Disk on DiskRAM
From PEL Wiki
Contents |
Comparison
One of the things I need to do is use the disk as a disk through the FPGA to make the two systems comparable. I haven't decided on the best interface to the disk. Should I export a memory-mapped interface and write a Linux driver that handles that, or should I expose an AHCI interface to the FPGA. Right now I'm leaning toward the memory-mapped interface.
Options
- ATA vs. SATA
- I think that since the command sets are the same, it really doesn't matter
- Performance is a reason to go with SATA. I get 40 MB/s with ATA and 64 MB/s with SATA.
- PIO vs. DMA
- DMA seems like the way to go
- On-board vs. Add in card?
- On-board Nvidia CK804 has no open driver supporting Native Command Queuing (NCQ)
- Nvidia does a lot of binary only drivers for their "advanced features"
- The open source Nvidia driver is needlessly complex due to lack of documentation
- Nvidia does a lot of binary only drivers for their "advanced features"
- I bought a Silicon Images card that would support NCQ (in case it's important)
- It is billed as a "nice, open spec"
- That might be true if you can get the documentation
- I bought an AHCI (Intel open spec) compliant JMicron-based board
- On-board Nvidia CK804 has no open driver supporting Native Command Queuing (NCQ)
Simple driver
Maybe the best thing for me to do is to make a device driver that does what I would like the FPGA to do in software so that I can debug it better. One trick will be allowing the driver to map the same regions as the real driver. Will I have to remove the driver? Will I have to modify their driver?
I just want to do DMA read and DMA write. The rest is inconsequential.

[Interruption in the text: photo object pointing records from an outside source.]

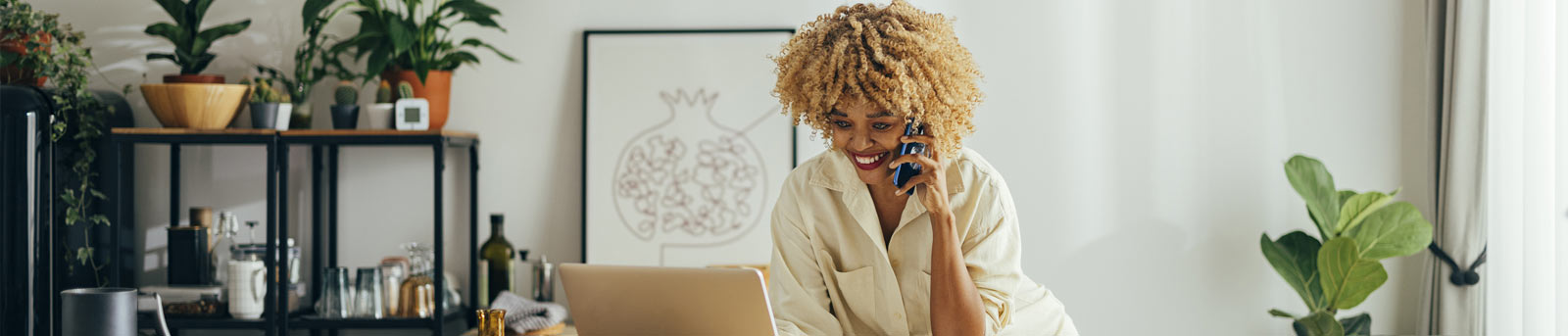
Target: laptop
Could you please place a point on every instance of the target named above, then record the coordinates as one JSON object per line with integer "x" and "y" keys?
{"x": 666, "y": 300}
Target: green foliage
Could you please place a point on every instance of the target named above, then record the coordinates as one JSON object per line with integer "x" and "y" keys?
{"x": 1348, "y": 278}
{"x": 314, "y": 60}
{"x": 1294, "y": 257}
{"x": 416, "y": 35}
{"x": 1316, "y": 187}
{"x": 1321, "y": 322}
{"x": 405, "y": 90}
{"x": 1358, "y": 323}
{"x": 384, "y": 93}
{"x": 1358, "y": 231}
{"x": 78, "y": 119}
{"x": 345, "y": 93}
{"x": 190, "y": 41}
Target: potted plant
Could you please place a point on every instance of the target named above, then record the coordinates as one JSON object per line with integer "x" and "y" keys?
{"x": 313, "y": 60}
{"x": 20, "y": 39}
{"x": 380, "y": 114}
{"x": 190, "y": 41}
{"x": 345, "y": 110}
{"x": 408, "y": 41}
{"x": 1358, "y": 229}
{"x": 192, "y": 99}
{"x": 270, "y": 107}
{"x": 36, "y": 47}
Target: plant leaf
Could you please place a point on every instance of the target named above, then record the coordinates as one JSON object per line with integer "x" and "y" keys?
{"x": 1278, "y": 312}
{"x": 313, "y": 8}
{"x": 198, "y": 10}
{"x": 83, "y": 255}
{"x": 1396, "y": 229}
{"x": 1316, "y": 187}
{"x": 402, "y": 35}
{"x": 1317, "y": 323}
{"x": 1358, "y": 323}
{"x": 1355, "y": 209}
{"x": 1345, "y": 195}
{"x": 1348, "y": 278}
{"x": 1294, "y": 257}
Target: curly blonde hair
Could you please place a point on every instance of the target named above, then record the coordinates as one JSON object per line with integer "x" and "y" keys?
{"x": 898, "y": 57}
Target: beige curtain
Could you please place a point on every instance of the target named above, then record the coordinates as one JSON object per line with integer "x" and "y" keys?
{"x": 1501, "y": 181}
{"x": 1460, "y": 33}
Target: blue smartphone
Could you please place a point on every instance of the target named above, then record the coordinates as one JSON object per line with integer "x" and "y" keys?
{"x": 908, "y": 169}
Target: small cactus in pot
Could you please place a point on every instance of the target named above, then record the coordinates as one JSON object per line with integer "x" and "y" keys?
{"x": 269, "y": 106}
{"x": 345, "y": 109}
{"x": 380, "y": 114}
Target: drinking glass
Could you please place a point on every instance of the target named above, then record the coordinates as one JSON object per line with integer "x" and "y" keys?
{"x": 334, "y": 294}
{"x": 368, "y": 294}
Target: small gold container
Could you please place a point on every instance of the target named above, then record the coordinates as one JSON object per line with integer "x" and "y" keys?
{"x": 493, "y": 322}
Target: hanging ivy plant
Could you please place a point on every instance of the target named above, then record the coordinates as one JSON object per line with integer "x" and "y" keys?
{"x": 54, "y": 51}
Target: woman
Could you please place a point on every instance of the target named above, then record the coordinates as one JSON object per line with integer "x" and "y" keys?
{"x": 855, "y": 255}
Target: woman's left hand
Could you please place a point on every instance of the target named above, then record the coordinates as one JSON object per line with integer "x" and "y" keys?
{"x": 932, "y": 174}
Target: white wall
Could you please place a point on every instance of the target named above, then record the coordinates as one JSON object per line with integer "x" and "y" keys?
{"x": 1144, "y": 138}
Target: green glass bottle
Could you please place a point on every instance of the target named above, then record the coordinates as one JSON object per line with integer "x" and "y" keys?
{"x": 496, "y": 264}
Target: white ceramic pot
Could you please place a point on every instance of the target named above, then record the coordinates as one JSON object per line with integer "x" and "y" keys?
{"x": 376, "y": 117}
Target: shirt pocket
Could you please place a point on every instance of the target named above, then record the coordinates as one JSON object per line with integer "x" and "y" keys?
{"x": 854, "y": 291}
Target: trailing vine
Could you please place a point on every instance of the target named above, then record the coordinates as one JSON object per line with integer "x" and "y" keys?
{"x": 78, "y": 117}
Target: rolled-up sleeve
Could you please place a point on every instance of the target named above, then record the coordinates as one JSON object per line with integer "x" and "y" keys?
{"x": 992, "y": 253}
{"x": 796, "y": 286}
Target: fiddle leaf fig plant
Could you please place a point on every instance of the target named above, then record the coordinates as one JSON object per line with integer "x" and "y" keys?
{"x": 1338, "y": 272}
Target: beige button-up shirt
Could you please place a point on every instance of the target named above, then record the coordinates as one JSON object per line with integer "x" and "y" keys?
{"x": 831, "y": 272}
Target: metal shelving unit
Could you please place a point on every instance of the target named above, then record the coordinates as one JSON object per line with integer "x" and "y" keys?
{"x": 321, "y": 253}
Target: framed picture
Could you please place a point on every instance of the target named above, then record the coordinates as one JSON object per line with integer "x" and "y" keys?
{"x": 684, "y": 146}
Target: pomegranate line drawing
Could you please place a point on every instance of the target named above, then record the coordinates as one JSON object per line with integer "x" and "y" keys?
{"x": 690, "y": 179}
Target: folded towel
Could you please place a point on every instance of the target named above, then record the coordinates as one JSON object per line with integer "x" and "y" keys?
{"x": 524, "y": 314}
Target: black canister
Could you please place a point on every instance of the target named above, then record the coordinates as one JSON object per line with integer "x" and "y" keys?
{"x": 190, "y": 263}
{"x": 98, "y": 312}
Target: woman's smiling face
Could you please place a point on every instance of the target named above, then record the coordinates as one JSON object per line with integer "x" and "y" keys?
{"x": 867, "y": 135}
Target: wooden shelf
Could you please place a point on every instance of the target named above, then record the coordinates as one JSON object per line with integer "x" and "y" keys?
{"x": 164, "y": 130}
{"x": 376, "y": 132}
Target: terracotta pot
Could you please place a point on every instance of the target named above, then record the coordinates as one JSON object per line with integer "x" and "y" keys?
{"x": 195, "y": 106}
{"x": 436, "y": 90}
{"x": 16, "y": 74}
{"x": 193, "y": 78}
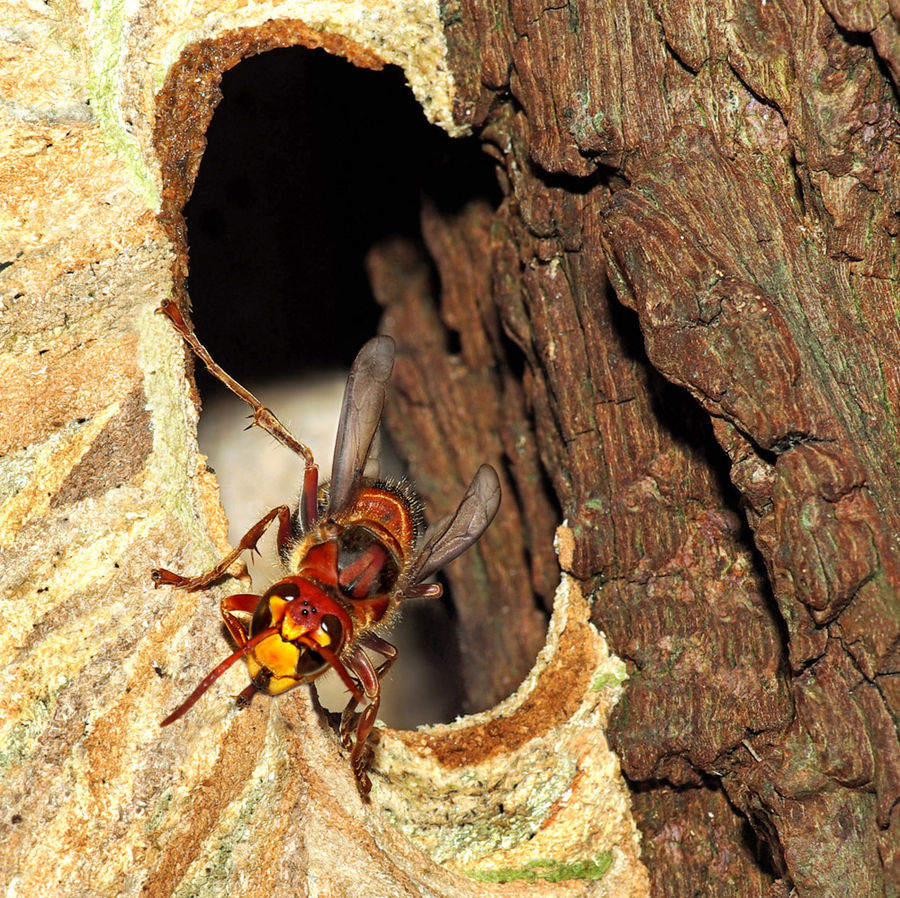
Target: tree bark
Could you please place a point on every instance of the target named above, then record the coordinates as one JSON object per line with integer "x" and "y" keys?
{"x": 677, "y": 332}
{"x": 725, "y": 452}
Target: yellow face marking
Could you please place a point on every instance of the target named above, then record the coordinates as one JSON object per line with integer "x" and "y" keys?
{"x": 278, "y": 656}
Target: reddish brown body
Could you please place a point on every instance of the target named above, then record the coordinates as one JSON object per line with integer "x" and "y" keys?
{"x": 350, "y": 553}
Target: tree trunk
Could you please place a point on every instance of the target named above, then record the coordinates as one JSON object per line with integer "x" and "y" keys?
{"x": 675, "y": 333}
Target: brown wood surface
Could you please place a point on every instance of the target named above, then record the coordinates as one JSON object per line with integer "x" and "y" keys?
{"x": 724, "y": 448}
{"x": 677, "y": 331}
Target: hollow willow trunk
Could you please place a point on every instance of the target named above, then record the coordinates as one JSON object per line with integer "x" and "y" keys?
{"x": 677, "y": 332}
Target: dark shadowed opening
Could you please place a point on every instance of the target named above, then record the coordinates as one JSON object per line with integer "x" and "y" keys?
{"x": 309, "y": 163}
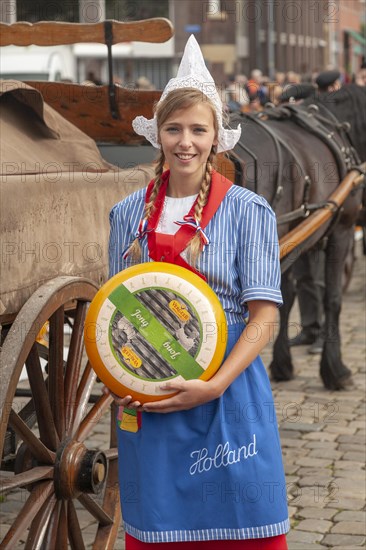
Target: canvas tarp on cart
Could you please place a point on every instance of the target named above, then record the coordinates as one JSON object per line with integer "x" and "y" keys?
{"x": 56, "y": 194}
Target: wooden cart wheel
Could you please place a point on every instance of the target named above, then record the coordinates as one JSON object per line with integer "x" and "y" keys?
{"x": 47, "y": 440}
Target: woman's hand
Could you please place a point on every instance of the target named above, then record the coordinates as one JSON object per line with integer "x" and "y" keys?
{"x": 126, "y": 401}
{"x": 190, "y": 393}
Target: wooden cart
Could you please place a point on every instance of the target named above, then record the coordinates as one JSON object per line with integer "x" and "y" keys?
{"x": 56, "y": 192}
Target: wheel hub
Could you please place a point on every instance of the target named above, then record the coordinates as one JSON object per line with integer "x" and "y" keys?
{"x": 79, "y": 470}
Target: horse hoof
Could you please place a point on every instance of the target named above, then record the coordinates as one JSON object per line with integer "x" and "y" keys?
{"x": 280, "y": 377}
{"x": 344, "y": 383}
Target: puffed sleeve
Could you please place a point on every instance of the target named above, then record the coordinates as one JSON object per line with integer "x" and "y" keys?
{"x": 258, "y": 253}
{"x": 124, "y": 219}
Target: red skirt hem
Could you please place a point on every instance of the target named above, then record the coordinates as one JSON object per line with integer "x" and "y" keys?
{"x": 270, "y": 543}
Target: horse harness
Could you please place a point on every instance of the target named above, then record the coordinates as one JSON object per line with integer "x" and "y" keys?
{"x": 316, "y": 124}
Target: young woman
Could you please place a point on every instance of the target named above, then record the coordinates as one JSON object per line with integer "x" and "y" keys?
{"x": 204, "y": 468}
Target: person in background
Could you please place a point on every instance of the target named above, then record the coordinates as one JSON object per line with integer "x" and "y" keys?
{"x": 236, "y": 96}
{"x": 328, "y": 81}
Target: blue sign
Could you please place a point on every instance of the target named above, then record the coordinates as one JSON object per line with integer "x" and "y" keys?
{"x": 192, "y": 29}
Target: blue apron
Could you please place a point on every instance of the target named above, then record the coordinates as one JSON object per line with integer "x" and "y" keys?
{"x": 210, "y": 473}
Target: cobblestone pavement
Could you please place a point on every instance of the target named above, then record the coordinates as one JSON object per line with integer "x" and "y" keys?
{"x": 323, "y": 441}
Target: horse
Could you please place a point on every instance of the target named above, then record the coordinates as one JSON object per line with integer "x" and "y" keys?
{"x": 296, "y": 155}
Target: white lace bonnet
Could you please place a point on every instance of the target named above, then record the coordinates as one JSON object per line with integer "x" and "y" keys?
{"x": 192, "y": 73}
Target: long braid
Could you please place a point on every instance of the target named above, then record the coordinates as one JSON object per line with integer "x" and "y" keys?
{"x": 134, "y": 251}
{"x": 195, "y": 245}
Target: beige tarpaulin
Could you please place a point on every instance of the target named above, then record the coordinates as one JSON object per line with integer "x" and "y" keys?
{"x": 56, "y": 194}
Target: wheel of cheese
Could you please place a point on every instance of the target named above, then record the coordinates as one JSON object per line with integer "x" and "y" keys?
{"x": 152, "y": 323}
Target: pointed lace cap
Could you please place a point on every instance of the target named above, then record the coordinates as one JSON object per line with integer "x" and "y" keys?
{"x": 192, "y": 73}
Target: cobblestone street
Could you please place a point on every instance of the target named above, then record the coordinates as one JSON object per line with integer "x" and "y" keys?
{"x": 323, "y": 437}
{"x": 323, "y": 442}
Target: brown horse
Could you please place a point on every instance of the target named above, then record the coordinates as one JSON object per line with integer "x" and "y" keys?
{"x": 296, "y": 156}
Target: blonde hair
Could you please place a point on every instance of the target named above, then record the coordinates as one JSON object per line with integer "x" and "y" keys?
{"x": 174, "y": 101}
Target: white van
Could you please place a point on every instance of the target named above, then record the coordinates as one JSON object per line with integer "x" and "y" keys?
{"x": 52, "y": 63}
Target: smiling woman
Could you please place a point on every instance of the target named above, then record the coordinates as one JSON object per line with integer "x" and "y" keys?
{"x": 193, "y": 217}
{"x": 187, "y": 138}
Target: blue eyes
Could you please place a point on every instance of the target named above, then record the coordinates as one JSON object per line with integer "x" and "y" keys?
{"x": 174, "y": 130}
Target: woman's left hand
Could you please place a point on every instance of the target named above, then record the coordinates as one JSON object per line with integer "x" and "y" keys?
{"x": 191, "y": 393}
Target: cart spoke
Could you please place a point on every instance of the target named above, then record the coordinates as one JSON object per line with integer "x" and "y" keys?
{"x": 62, "y": 526}
{"x": 38, "y": 496}
{"x": 83, "y": 394}
{"x": 47, "y": 429}
{"x": 37, "y": 448}
{"x": 56, "y": 369}
{"x": 51, "y": 533}
{"x": 92, "y": 418}
{"x": 75, "y": 536}
{"x": 39, "y": 524}
{"x": 74, "y": 361}
{"x": 96, "y": 510}
{"x": 25, "y": 478}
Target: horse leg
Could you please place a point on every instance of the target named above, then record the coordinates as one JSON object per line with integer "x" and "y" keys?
{"x": 281, "y": 367}
{"x": 334, "y": 373}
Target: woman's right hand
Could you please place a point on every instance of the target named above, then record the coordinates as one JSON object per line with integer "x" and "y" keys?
{"x": 126, "y": 401}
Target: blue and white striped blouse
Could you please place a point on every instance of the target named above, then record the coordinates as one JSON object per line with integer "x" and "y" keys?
{"x": 241, "y": 263}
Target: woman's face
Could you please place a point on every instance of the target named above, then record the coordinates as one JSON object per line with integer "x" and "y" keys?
{"x": 187, "y": 137}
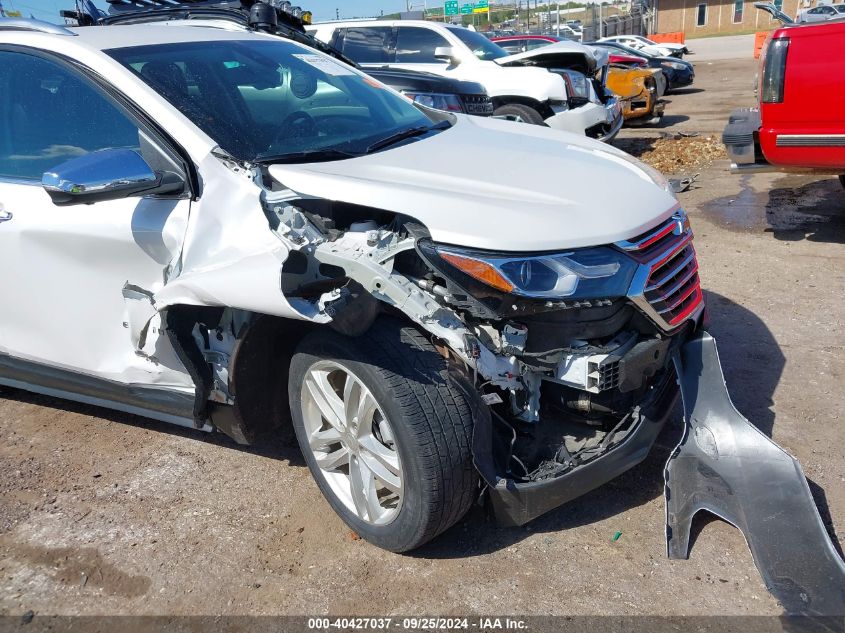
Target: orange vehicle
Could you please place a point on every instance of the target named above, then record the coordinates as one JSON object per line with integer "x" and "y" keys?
{"x": 637, "y": 91}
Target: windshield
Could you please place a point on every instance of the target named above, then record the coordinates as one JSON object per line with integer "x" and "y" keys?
{"x": 480, "y": 46}
{"x": 262, "y": 100}
{"x": 616, "y": 47}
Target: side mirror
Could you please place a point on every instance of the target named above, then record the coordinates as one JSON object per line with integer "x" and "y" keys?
{"x": 447, "y": 53}
{"x": 107, "y": 174}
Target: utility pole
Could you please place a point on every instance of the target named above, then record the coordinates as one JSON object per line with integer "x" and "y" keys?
{"x": 557, "y": 11}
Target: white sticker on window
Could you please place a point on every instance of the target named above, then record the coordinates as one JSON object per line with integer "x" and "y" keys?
{"x": 325, "y": 64}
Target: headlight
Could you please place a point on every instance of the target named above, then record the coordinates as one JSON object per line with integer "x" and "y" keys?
{"x": 577, "y": 84}
{"x": 585, "y": 273}
{"x": 435, "y": 100}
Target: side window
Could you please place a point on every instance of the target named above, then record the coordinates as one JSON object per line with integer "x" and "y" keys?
{"x": 532, "y": 44}
{"x": 415, "y": 45}
{"x": 368, "y": 45}
{"x": 512, "y": 46}
{"x": 50, "y": 114}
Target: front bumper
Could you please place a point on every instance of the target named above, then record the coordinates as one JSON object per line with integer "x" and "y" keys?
{"x": 601, "y": 121}
{"x": 680, "y": 79}
{"x": 726, "y": 466}
{"x": 518, "y": 503}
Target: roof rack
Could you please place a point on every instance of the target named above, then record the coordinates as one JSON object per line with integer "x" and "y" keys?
{"x": 25, "y": 24}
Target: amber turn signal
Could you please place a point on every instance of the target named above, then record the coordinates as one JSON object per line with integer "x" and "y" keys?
{"x": 479, "y": 270}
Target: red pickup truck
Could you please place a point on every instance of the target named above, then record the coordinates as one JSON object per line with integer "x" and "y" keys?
{"x": 799, "y": 125}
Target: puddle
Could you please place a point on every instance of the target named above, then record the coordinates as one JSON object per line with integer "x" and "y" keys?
{"x": 792, "y": 209}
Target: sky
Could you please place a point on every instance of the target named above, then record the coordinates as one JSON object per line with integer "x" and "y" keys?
{"x": 322, "y": 9}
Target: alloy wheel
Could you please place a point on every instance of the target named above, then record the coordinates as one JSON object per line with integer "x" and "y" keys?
{"x": 352, "y": 442}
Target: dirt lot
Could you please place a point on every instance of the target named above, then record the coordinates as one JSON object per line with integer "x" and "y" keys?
{"x": 108, "y": 513}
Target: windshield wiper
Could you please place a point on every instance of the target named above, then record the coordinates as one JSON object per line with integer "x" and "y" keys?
{"x": 308, "y": 156}
{"x": 404, "y": 134}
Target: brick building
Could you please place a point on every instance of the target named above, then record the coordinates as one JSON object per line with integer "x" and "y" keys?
{"x": 705, "y": 17}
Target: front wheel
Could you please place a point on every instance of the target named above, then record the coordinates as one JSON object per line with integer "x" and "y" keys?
{"x": 519, "y": 112}
{"x": 385, "y": 434}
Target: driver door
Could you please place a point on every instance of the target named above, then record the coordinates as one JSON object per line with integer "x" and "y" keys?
{"x": 66, "y": 269}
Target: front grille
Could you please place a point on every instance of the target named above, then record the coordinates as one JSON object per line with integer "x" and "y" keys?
{"x": 478, "y": 104}
{"x": 671, "y": 289}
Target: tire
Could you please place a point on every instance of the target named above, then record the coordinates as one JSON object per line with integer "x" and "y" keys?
{"x": 523, "y": 113}
{"x": 420, "y": 417}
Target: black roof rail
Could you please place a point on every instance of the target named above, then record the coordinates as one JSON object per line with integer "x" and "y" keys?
{"x": 31, "y": 24}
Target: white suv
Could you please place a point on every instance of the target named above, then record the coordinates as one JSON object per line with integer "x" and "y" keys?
{"x": 561, "y": 85}
{"x": 224, "y": 229}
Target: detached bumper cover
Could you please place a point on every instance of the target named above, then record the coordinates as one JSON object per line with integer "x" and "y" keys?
{"x": 726, "y": 466}
{"x": 601, "y": 121}
{"x": 518, "y": 503}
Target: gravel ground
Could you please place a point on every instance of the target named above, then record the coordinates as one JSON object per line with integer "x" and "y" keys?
{"x": 105, "y": 513}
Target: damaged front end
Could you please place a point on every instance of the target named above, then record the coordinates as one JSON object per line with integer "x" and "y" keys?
{"x": 591, "y": 351}
{"x": 570, "y": 362}
{"x": 568, "y": 355}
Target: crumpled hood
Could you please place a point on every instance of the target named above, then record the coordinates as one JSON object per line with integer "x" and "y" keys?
{"x": 563, "y": 51}
{"x": 497, "y": 185}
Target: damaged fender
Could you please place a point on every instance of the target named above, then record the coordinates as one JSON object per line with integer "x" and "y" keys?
{"x": 728, "y": 467}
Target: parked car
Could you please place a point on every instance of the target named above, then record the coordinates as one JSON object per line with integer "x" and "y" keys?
{"x": 259, "y": 228}
{"x": 434, "y": 91}
{"x": 561, "y": 85}
{"x": 787, "y": 131}
{"x": 635, "y": 87}
{"x": 513, "y": 44}
{"x": 679, "y": 73}
{"x": 821, "y": 13}
{"x": 640, "y": 43}
{"x": 261, "y": 232}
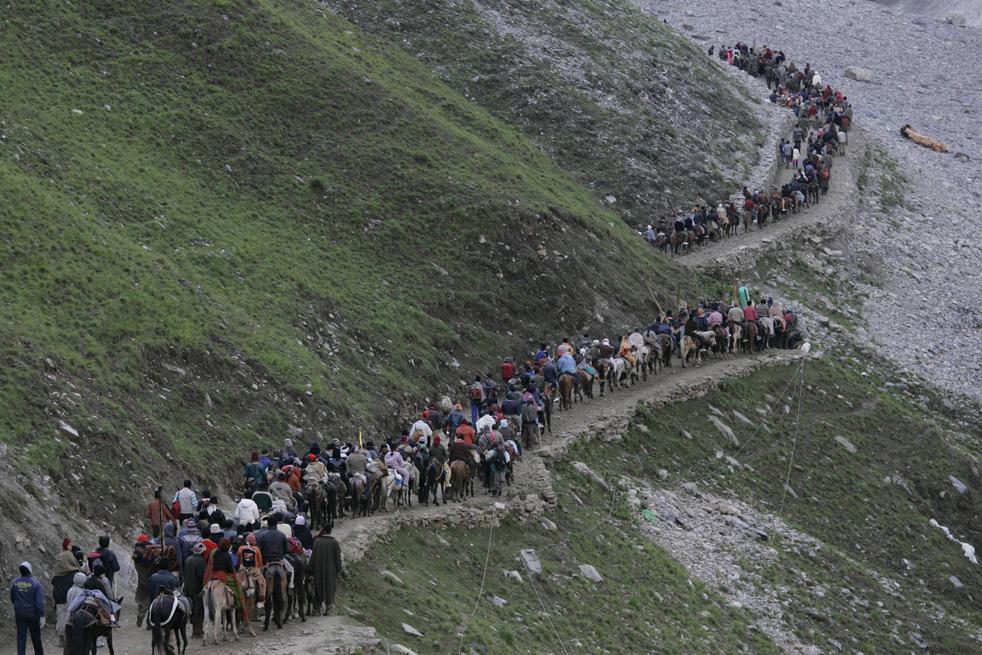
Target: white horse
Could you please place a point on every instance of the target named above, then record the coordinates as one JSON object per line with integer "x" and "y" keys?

Probably a better way is to add some simple debugging statements to the existing drivers so that when I do a dd if=/dev/sda1 of=myfile.hex I can see the reads and writes that get used, then the structures that I need.
It turns out that the Nvidia driver is needlessly complex, due to lack of documentation.
I bought a Rosewill card based on the Silicon Images 3132 based on Jeff Garzik's assertion that it was "a nice open spec". I have yet to see a document on how to program it, but I'm hoping that I'll get one soon. It looks like I probably won't get one, so I also ordered a JMicron 360 - based board that implements AHCI (a standard interface from Intel). I already have the spec in hand, so now I'm just waiting for the adapter cable (eSATA to SATA) eSATA is external SATA and supports hot-plug, hence the need for the different cable.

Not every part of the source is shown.